We have absorbed some very unflattering fundamental event risk these past few trading sessions, but the bearish progress registered by the key ‘risk’ measures has been noticeably lax. Is that supposed to be taken as a sign that the markets are properly adjusted to the unfavorable elements of the backdrop or have we strayed into territory where the markets have diverged from the assumptions of value? I believe our situation strays more towards the latter scenario with the markets sweating off a near-decade build up of support for questionable speculative positions. As an assessment of the balance for ‘risk’ this past session, we need to look no further than the S&P 500. My preferred measure of an ‘imperfect’ gauge of confidence extended a sixth consecutive session of slide – matching the longest slide in two weeks with history back to the height of the pandemic in February 2020 with lows not seen since November 2020. On the other hand, the progress to ‘achieve’ the retreat is extremely tepid on the smallest daily range since September 12th. So, is this a move of conviction or happenstance. The answer to that question can render very different views as to what happens next.

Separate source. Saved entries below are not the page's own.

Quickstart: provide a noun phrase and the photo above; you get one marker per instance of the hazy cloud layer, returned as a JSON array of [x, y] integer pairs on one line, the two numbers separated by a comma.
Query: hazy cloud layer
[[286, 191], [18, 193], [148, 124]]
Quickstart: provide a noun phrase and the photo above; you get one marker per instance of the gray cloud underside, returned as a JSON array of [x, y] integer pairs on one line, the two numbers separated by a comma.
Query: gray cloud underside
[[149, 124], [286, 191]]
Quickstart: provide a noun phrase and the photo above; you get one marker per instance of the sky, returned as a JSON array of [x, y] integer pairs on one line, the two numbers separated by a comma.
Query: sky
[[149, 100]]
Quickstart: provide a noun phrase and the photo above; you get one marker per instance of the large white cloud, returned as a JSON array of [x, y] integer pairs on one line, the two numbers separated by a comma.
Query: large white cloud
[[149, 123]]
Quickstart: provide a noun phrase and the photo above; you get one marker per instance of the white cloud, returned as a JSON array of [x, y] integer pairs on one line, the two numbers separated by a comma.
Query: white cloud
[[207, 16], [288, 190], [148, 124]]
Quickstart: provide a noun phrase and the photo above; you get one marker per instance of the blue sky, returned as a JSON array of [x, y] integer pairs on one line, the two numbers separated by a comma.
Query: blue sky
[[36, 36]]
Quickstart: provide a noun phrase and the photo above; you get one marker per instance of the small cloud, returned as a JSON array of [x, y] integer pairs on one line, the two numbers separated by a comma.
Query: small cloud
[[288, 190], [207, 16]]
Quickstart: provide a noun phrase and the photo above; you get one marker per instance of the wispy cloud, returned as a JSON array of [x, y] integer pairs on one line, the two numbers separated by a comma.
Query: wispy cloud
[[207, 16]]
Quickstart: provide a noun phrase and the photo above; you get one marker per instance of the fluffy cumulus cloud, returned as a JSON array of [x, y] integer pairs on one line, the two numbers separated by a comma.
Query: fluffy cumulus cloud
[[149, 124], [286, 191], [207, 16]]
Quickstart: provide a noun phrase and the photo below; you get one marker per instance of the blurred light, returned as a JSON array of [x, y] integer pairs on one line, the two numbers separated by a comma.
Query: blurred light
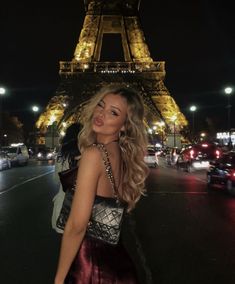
[[193, 108], [35, 108], [52, 119], [228, 90], [2, 91]]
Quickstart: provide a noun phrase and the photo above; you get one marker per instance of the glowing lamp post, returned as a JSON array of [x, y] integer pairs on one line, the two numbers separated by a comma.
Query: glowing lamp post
[[228, 91], [35, 109], [2, 93], [193, 109], [52, 123], [173, 119]]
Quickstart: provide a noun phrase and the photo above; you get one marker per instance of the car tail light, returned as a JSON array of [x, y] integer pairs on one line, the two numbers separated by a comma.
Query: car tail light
[[217, 154], [191, 154], [204, 145]]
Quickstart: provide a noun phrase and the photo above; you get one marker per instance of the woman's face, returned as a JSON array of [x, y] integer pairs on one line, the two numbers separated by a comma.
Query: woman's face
[[109, 115]]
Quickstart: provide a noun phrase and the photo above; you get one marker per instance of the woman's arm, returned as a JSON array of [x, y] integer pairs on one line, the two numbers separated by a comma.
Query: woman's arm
[[88, 176]]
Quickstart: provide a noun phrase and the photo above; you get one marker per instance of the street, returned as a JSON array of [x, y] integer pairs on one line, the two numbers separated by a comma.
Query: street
[[186, 232]]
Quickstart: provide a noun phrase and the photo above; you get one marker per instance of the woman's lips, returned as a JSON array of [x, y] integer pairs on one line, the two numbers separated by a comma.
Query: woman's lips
[[98, 121]]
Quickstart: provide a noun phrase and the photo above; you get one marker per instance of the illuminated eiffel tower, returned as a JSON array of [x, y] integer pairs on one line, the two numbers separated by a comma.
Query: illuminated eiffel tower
[[112, 23]]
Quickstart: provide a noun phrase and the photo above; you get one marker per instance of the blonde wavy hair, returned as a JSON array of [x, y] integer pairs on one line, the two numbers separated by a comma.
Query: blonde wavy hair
[[133, 141]]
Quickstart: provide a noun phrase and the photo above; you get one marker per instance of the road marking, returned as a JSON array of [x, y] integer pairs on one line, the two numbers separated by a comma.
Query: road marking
[[24, 182], [178, 192]]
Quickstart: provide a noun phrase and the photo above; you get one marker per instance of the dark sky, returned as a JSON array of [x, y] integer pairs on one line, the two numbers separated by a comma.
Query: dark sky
[[195, 38]]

Chart of S&P 500 with 100-Day SMA, Volume and Consecutive Candle Count (Daily)

image1.png

Chart Created on Tradingview Platform

When it comes to ‘risk’ benchmarks, the sense of reticence is fairly broad in its reach; but there are exceptions. One such alternative-to-the-rule is the progress registered by USDJPY. The advance from the carry-backed exchange rate is not at all unfamiliar. The Wednesday advance was the sixth consecutive session in which the pair has advanced on a close-over-close basis. Given the current and forecasted carry differential from this pair, the drive is not a surprise. That said, the defiance of artificial pressures is remarkable. If we were operating purely on interest rate or growth differentials, the exchange rate’s gains would not be that remarkable. Yet, there are external factors at play when it comes to this exchange rate. In particular, the advance above the 146-mark is a clear defiance of Japanese policymakers intervention efforts to keep the Japanese Yen from depreciating beyond a certain lever. The September 22nd intervention occurred below the 146 level, but we now find the exchange rate above that high water mark. Does that mean another round of MOF/BOJ action is on tap? Not necessarily. Monetary policy manipulation is as much a game of finesse as it is math. That said, we should actively be keeping score.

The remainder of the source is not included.